C’est la question que je vous propose d’aborder ce mois-ci pour cette 55ème réponse d’expert d’Endo Academie
Ma première expérience avec les biocéramiques pour l’obturation canalaire remonte à 2012. Pour la gutta chaude, à plus de 20 ans.
Pour un endodontiste qui a été formé à la technique d’obturation par compaction de gutta chaude, cela peut paraitre surprenant de se retourner vers une technique mono-cône.
Bien que je reste convaincu de l’intérêt de la technique de gutta chaude, je reste également persuadé que le remplissage canalaire avec des biocéramqieus a tout autant d’intérêt. Et c’est d’ailleurs pour cela que nous l’avons rajouté aux programme de formation que nous animons chez endo Académie.
En discutant récemment avec un ami sur les avantages et les inconvénients des deux techniques, je me suis aperçu que, l’on me prêtait des intentions qui ne sont pas les miennes.

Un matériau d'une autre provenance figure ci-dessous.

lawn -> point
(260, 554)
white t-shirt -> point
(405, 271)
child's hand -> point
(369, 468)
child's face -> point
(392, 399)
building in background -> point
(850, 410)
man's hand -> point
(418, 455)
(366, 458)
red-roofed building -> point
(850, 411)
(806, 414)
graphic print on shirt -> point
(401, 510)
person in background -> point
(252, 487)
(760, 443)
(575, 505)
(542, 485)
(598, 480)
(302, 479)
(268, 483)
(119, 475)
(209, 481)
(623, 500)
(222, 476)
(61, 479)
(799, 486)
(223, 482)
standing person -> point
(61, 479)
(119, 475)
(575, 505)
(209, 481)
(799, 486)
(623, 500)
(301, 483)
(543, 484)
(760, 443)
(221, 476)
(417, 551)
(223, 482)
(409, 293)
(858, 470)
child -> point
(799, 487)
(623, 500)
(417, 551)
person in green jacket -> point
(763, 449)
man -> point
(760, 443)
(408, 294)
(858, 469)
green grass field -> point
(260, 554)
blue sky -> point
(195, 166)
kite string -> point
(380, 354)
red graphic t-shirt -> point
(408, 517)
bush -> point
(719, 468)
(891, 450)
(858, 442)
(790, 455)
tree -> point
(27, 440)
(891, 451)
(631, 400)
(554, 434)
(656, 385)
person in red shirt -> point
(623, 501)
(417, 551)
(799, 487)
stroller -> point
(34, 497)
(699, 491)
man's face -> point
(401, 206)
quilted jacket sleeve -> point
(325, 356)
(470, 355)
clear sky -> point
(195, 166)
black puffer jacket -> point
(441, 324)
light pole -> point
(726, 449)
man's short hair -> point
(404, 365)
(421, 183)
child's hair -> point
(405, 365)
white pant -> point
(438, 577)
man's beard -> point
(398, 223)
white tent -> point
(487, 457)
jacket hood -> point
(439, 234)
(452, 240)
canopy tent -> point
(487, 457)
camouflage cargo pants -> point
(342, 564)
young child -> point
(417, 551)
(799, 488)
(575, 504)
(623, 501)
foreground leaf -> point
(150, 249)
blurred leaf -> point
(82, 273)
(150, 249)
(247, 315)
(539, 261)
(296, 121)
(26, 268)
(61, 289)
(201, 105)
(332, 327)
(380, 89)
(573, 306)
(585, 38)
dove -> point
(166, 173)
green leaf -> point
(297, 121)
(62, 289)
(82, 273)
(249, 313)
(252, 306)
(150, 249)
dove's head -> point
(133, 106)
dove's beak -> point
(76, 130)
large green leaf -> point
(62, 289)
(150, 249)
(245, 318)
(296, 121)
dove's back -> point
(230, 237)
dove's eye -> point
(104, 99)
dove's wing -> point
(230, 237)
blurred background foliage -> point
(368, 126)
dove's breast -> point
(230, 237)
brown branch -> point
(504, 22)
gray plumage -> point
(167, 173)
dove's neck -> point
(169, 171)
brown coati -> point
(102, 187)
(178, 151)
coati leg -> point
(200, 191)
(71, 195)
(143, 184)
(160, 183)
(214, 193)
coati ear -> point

Alors cette réponse d’expert est l’occasion de synthétiser mes idées et de m’assurer qu’elles ne sont pas mal interprétées.
Est-ce que j’ai dit que la technique de gutta-chaude n’avait plus d’intérêt ? ma réponse est tout simplement : « non je n’ai jamais dit cela, et je ne l’ai jamais pensé »

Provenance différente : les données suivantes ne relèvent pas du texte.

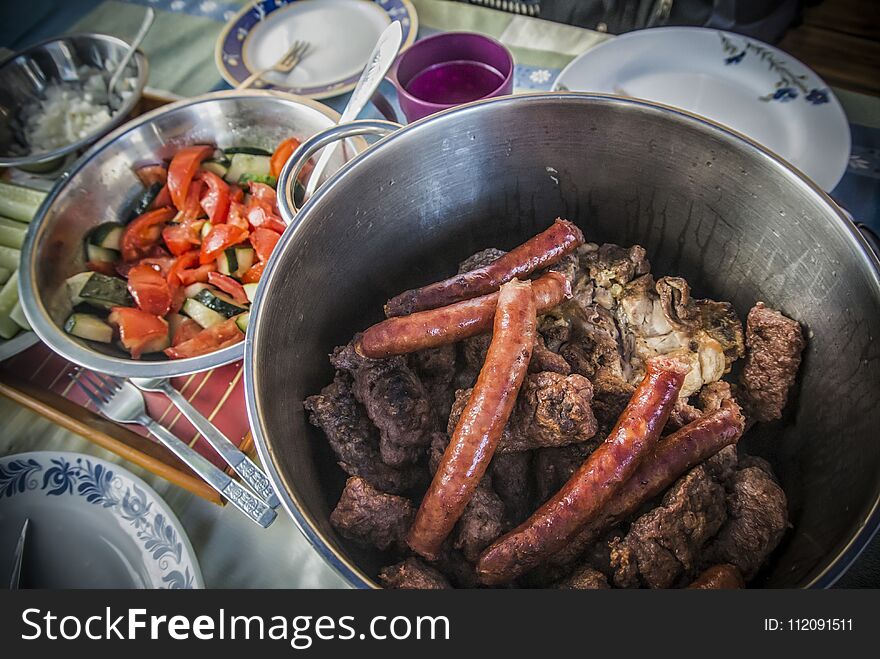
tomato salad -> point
(179, 277)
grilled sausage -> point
(592, 486)
(538, 252)
(718, 577)
(672, 456)
(479, 429)
(445, 325)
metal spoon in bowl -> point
(380, 61)
(113, 100)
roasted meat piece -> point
(371, 517)
(757, 518)
(775, 344)
(665, 544)
(395, 400)
(551, 410)
(354, 439)
(413, 574)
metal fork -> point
(285, 65)
(120, 401)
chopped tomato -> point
(215, 200)
(162, 199)
(264, 241)
(180, 238)
(252, 276)
(149, 289)
(229, 286)
(152, 174)
(282, 155)
(104, 267)
(208, 340)
(218, 239)
(144, 233)
(192, 207)
(237, 216)
(188, 330)
(140, 331)
(183, 167)
(260, 213)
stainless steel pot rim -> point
(33, 307)
(143, 69)
(835, 567)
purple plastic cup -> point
(449, 69)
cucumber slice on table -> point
(18, 202)
(220, 302)
(99, 290)
(243, 163)
(86, 326)
(202, 314)
(8, 300)
(12, 233)
(9, 258)
(107, 235)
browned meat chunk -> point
(354, 438)
(551, 410)
(395, 400)
(412, 574)
(584, 578)
(511, 480)
(757, 518)
(481, 522)
(774, 345)
(665, 544)
(371, 517)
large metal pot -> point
(101, 185)
(708, 204)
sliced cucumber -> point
(216, 167)
(17, 315)
(95, 253)
(220, 302)
(251, 291)
(8, 300)
(246, 150)
(12, 233)
(243, 163)
(143, 202)
(268, 179)
(194, 289)
(107, 235)
(99, 290)
(89, 327)
(202, 314)
(18, 202)
(9, 258)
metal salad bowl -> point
(707, 204)
(25, 75)
(101, 187)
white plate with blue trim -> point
(93, 524)
(739, 82)
(341, 35)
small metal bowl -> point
(25, 76)
(101, 186)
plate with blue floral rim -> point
(341, 35)
(93, 524)
(749, 86)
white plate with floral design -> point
(93, 524)
(745, 84)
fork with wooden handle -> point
(121, 401)
(250, 473)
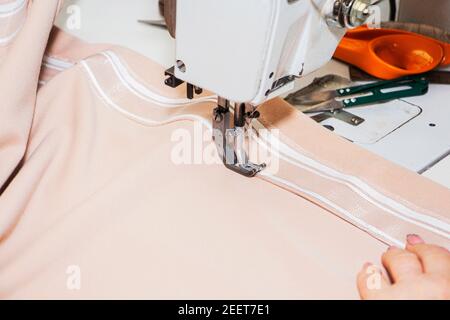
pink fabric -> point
(88, 180)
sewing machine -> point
(415, 136)
(248, 52)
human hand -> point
(418, 272)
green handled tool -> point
(377, 92)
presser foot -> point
(229, 137)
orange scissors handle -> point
(390, 54)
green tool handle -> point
(379, 91)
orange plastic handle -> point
(390, 54)
(446, 60)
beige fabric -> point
(89, 182)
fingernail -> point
(414, 239)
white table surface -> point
(115, 21)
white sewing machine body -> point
(246, 51)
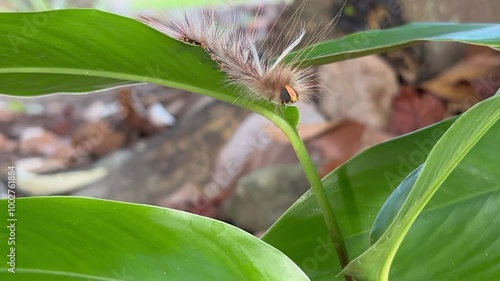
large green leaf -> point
(357, 190)
(465, 171)
(71, 238)
(454, 238)
(84, 50)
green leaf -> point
(87, 50)
(357, 190)
(463, 153)
(379, 41)
(69, 238)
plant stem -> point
(317, 188)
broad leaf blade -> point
(73, 238)
(476, 126)
(357, 190)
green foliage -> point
(440, 223)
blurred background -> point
(166, 147)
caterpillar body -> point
(234, 51)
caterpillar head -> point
(288, 95)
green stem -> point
(316, 185)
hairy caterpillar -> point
(235, 52)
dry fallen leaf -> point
(459, 84)
(413, 110)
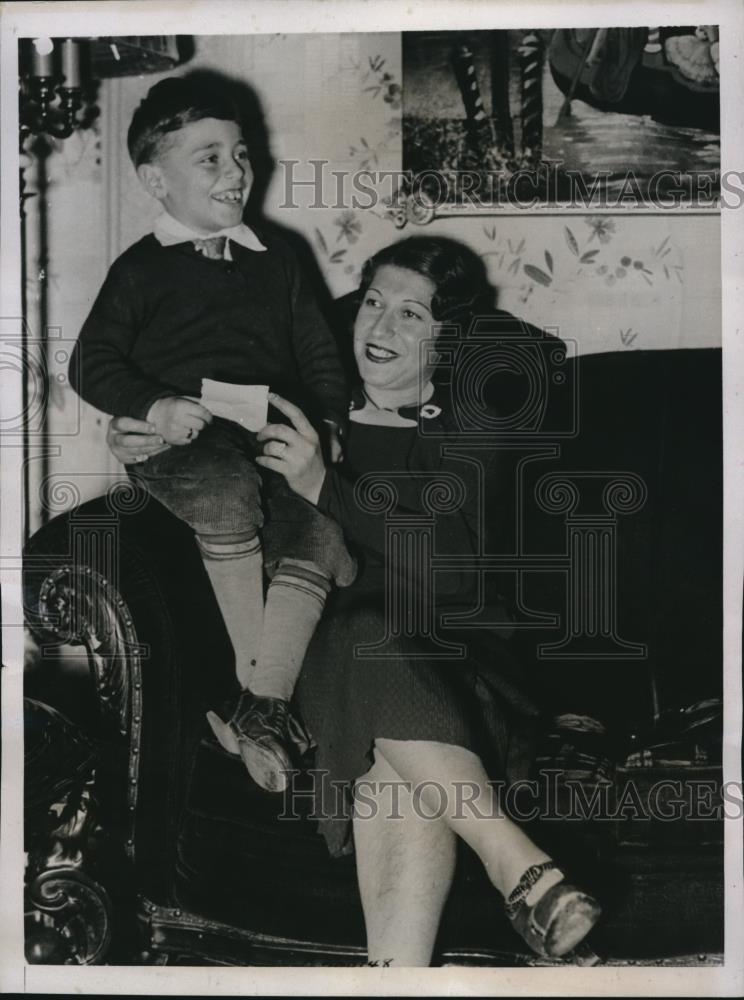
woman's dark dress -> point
(347, 701)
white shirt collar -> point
(169, 231)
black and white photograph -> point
(629, 113)
(371, 557)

Est-ce que j’ai dit que les biocéramiques donnaient de meilleurs résultats que la gutta chaude ? ma réponse est « non je n’ai jamais dit cela, et je ne le pense pas – d’ailleurs rien ne me permettrait de le démontrer ».

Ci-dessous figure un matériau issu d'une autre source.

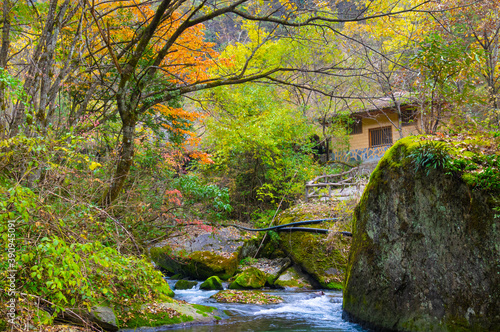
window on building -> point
(355, 126)
(380, 136)
(408, 117)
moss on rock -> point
(291, 278)
(168, 313)
(313, 252)
(198, 264)
(424, 255)
(212, 283)
(185, 284)
(251, 278)
(245, 297)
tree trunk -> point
(126, 154)
(4, 54)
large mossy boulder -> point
(313, 253)
(251, 278)
(165, 314)
(292, 278)
(185, 284)
(200, 255)
(212, 283)
(425, 249)
(245, 297)
(272, 268)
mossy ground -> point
(198, 265)
(427, 198)
(251, 278)
(245, 297)
(212, 283)
(322, 257)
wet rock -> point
(313, 253)
(251, 278)
(102, 316)
(245, 297)
(424, 254)
(212, 283)
(292, 278)
(271, 267)
(185, 284)
(168, 313)
(200, 255)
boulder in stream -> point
(251, 278)
(425, 249)
(292, 278)
(245, 297)
(312, 252)
(200, 254)
(185, 284)
(212, 283)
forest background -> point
(121, 120)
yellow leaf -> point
(94, 165)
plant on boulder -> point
(248, 279)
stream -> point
(300, 311)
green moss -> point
(311, 253)
(185, 284)
(251, 278)
(203, 308)
(197, 265)
(140, 319)
(403, 209)
(245, 297)
(212, 283)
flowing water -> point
(300, 311)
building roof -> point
(385, 103)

Lorsque l’on s’intéresse à une technique, une procédure, une innovation, on peut parfois s’emballer dans son discours. Inversement, lorsque de l’autre côté (celui de la salle) on n’a pas envie d’entendre, on peut écouter et interpréter ce que l’on veut.
Pris d’un doute quand même sur mes discours, je suis retourné dans mes diaporamas pour en vérifier le contenu. Je me suis rassuré en y retrouvant les diapositivies qui confirment que je n’ai jamais tenu ces propos.
Alors au-delà des incompréhensions, peut être est il bon de revenir sur ces notions mal transmises ou mal interprétées.
Malgré les évolutions des dispositifs médicaux qui ont permis de simplifier la technique, il n’en reste pas moins que la technique de gutta chaude reste difficile à mettre en oeuvre, et nécessite une courbe d’apprentissage assez longue. On n’apprend pas à maitriser la technique de gutta chaude en un seul travaux Pratique. Cela permet de la découvrir, mais pour la maitriser, une répétition et l’acquisition d’une expérience personnelle reste indispensable et demande du temps.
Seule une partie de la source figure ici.